LAL le suicide assisté est toujours un crime en Italie, Et de nombreuses personnes désespérées par la maladie et la souffrance se tournent vers l’Association Luca Coscioni et Marco Cappato pour obtenir de l’aide afin de mettre fin à leur vie sans espoir de guérison. “Il est indigne pour un pays civilisé de continuer à tolérer l’exil de la mort clandestine de personnes en fait discriminées par la sentence de la Cour constitutionnelle mais qui souffrent en tout cas de souffrances insupportables et irréversibles”, déclare Marco Cappato, trésorier de la Luca Coscioni Association, qui ira demain se présenter à la station Carabinieri via Fosse Ardeatine 4 à Milan à 9 h 45. qui se bat en première ligne depuis des années pour aider des personnes comme M. Romano.
Qui était M. Romano
M. Romano, 82 ans, d’origine toscane et résidant à Peschiera Borromeo, a été touché par Parkinson depuis 2020 et n’a pas été maintenu en vie par des traitements de survie, donc exclu de la possibilité d’accéder au suicide assisté en Italie car il lui manquait l’une des exigences de l’arrêt Cappato della Consulta.
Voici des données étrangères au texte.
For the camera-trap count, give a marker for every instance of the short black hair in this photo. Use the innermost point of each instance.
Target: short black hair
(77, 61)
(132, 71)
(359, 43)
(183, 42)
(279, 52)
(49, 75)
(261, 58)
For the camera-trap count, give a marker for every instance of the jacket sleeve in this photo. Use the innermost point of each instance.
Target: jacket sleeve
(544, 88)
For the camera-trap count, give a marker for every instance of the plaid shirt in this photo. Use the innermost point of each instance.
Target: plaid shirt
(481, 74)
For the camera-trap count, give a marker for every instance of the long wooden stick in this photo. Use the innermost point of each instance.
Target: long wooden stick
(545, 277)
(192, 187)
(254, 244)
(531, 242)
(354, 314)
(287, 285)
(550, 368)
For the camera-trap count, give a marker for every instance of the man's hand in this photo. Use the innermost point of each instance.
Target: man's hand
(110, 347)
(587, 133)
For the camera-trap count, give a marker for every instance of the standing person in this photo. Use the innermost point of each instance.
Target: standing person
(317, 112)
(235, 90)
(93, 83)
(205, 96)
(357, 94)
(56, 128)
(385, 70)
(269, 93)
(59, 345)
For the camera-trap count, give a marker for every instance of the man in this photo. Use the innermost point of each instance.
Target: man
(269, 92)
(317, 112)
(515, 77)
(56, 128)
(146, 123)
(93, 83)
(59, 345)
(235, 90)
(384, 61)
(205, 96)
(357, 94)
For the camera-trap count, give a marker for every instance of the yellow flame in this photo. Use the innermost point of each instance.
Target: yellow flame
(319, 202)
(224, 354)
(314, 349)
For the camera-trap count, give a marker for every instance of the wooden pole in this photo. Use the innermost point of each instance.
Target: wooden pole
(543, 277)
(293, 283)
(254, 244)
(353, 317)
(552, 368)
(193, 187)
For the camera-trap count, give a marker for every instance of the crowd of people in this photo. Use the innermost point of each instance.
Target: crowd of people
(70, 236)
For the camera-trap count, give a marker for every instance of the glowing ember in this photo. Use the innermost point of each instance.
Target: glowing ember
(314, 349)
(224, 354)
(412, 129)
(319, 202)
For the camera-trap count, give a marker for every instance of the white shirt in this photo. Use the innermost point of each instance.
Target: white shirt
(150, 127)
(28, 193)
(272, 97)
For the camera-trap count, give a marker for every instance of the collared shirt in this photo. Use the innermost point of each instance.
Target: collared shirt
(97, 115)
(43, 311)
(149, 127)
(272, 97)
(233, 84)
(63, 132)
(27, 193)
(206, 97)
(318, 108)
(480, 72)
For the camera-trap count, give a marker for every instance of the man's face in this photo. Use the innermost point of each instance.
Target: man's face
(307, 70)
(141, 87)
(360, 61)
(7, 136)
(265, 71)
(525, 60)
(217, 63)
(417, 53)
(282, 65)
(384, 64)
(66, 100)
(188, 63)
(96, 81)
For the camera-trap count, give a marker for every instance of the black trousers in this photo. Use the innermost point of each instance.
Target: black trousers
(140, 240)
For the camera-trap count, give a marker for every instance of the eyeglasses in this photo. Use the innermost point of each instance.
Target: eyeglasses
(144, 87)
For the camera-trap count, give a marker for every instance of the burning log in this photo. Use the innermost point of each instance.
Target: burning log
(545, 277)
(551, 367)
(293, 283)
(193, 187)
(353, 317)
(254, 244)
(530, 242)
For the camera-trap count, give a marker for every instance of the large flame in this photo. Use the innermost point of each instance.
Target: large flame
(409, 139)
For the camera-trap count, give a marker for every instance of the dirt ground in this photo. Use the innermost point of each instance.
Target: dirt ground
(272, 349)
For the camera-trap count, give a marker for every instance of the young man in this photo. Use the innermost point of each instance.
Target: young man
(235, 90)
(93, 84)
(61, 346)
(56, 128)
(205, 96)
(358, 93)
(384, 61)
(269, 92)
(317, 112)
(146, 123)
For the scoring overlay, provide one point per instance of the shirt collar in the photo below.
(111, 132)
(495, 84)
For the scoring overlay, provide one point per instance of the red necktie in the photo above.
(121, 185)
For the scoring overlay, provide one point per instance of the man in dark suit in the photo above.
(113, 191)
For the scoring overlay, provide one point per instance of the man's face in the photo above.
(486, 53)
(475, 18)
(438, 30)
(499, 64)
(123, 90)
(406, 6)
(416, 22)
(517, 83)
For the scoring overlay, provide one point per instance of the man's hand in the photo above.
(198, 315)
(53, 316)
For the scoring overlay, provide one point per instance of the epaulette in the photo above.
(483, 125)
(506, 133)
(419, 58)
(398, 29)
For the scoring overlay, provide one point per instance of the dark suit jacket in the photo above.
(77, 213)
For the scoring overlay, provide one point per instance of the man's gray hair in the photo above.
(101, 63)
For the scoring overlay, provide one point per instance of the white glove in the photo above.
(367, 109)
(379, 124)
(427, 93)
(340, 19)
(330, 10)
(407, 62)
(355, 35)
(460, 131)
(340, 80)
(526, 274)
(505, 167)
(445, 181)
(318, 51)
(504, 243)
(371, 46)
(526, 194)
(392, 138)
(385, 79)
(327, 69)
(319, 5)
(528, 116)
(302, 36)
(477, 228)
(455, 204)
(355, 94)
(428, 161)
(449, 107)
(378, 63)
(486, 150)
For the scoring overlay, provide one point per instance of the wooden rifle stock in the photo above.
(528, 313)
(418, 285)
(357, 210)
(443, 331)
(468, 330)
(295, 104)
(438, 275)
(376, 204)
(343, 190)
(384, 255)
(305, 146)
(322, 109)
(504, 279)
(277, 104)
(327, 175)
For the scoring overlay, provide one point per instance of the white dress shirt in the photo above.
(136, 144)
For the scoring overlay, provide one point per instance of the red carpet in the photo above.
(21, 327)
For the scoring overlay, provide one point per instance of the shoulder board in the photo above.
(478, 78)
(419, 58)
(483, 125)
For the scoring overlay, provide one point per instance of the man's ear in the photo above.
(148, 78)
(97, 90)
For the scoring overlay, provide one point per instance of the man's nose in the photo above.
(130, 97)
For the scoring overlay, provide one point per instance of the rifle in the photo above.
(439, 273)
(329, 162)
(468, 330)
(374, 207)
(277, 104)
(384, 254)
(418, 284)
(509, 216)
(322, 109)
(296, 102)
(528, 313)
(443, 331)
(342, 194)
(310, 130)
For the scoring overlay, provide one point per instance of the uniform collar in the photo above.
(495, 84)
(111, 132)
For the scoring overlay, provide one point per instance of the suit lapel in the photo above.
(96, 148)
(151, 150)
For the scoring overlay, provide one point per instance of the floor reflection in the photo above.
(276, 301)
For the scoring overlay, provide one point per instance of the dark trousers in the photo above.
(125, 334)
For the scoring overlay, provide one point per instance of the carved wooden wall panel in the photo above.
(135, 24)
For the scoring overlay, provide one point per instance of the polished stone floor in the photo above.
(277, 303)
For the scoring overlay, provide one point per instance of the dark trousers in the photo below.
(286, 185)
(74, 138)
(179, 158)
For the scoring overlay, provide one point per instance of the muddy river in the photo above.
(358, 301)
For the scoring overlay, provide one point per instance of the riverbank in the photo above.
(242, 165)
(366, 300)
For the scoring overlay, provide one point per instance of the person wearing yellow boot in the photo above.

Ancien journaliste et annonceur, il a été alitée pour cause de maladie, entre fortes douleurs musculaires, dans un état irréversible ce qui l’empêchait de lire, d’écrire et de faire quoi que ce soit par lui-même. Après avoir mûri le choix de mettre fin à ses souffrances et réalisant leimpossibilité de procéder en Italiea demandé de l’aide à Marco Cappato pour rejoindre la Suisse et éviter des conséquences juridiques pour les membres de sa famille.
Suicide assisté : le choix de mourir
« Mon père vient de confirmer son choix de mourir. Je suis venu de Californie pour être ici avec lui ces jours-ci. En Californie, le choix fait par mon père est légal, et en cas de maladie comme la sienne, il aurait pu choisir de mourir chez lui, entouré de ses proches et de sa famille. Nous avons dû faire ce voyage pour venir en Suisse afin qu’il puisse faire ce choix et j’espère qu’en Italie, bientôt, il sera possible pour les gens de pouvoir faire ce choix chez eux et de mourir chez eux, entourés de leurs proches “. paroles de sa fille Francesca.
Le suicide assisté, un droit bafoué
Cela fait 4 ans que le Cour constitutionnelle la première fois, il a demandé au Parlement d’intervenir “dans un esprit de collaboration institutionnelle loyale et dialectique” lui permettant “toute réflexion et initiative appropriée”. La Cour, intervenue plus tard en 2019, face à l’inaction du Parlement, a rendu une décision qui dépénaliser le suicide assisté seulement pour les patients avec certaines conditions vérifier avec le NHS.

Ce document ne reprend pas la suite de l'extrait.